From 011d40825088efe691e4bc17d6052f8e6be74761 Mon Sep 17 00:00:00 2001
From: Yaw Etse <yaw.etse@gmail.com>
Date: Wed, 1 Jan 2025 13:49:26 -0500
Subject: [PATCH 1/3] Adding support for Accelerated PyTorch training on Mac

---
 ctgan/synthesizers/base.py                  | 34 ++++++++++-
 ctgan/synthesizers/ctgan.py                 |  8 +++
 tests/integration/synthesizer/test_ctgan.py | 64 +++++++++++++++++++++
 3 files changed, 103 insertions(+), 3 deletions(-)

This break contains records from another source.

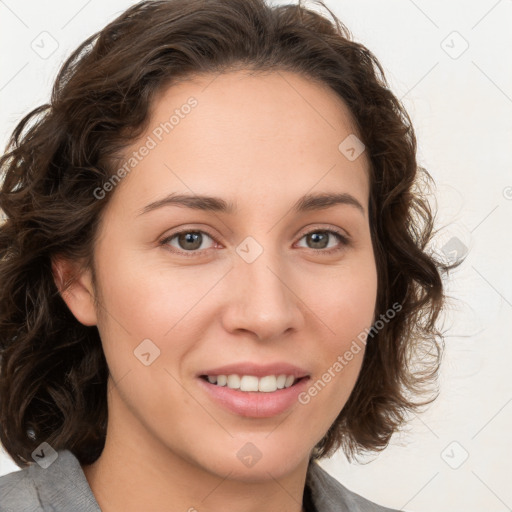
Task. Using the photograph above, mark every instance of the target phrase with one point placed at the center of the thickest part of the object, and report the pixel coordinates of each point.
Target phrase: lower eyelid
(343, 240)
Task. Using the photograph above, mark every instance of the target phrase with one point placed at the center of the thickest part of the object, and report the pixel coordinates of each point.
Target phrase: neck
(137, 472)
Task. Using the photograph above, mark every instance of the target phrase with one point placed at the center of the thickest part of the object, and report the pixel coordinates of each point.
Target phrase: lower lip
(255, 404)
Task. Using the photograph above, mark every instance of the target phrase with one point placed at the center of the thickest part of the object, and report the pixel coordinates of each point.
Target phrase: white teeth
(266, 384)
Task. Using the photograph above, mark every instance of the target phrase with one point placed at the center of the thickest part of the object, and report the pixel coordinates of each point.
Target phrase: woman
(214, 267)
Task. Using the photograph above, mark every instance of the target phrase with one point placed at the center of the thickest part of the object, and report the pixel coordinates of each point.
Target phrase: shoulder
(61, 485)
(329, 495)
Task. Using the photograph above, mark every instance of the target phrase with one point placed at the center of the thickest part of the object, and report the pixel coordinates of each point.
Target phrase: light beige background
(457, 456)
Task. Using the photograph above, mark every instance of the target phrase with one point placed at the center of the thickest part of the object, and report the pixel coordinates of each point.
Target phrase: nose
(262, 299)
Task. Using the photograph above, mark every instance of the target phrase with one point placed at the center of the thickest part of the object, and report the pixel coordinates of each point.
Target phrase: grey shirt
(63, 487)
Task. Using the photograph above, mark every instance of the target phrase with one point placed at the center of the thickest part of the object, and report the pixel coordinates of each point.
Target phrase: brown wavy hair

diff --git a/ctgan/synthesizers/base.py b/ctgan/synthesizers/base.py
index add0dd7e..2fb49db3 100644
--- a/ctgan/synthesizers/base.py
+++ b/ctgan/synthesizers/base.py
@@ -105,7 +105,13 @@ def __setstate__(self, state):
             state['random_states'] = (current_numpy_state, current_torch_state)
 
         self.__dict__ = state
-        device = torch.device('cuda:0' if torch.cuda.is_available() else 'cpu')
+        # Prioritize CUDA if available, then MPSCUDA, finally CPU
+        if torch.cuda.is_available():
+            device = torch.device('cuda:0')
+        elif torch.backends.mps.is_available():
+            device = torch.device('mps')
+        else:
+            device = torch.device('cpu')
         self.set_device(device)
 
     def save(self, path):
@@ -118,11 +124,33 @@ def save(self, path):
     @classmethod
     def load(cls, path):
         """Load the model stored in the passed `path`."""
-        device = torch.device('cuda:0' if torch.cuda.is_available() else 'cpu')
+        # Prioritize CUDA if available, then MPS, finally CPU
+        if torch.cuda.is_available():
+            device = torch.device('cuda:0')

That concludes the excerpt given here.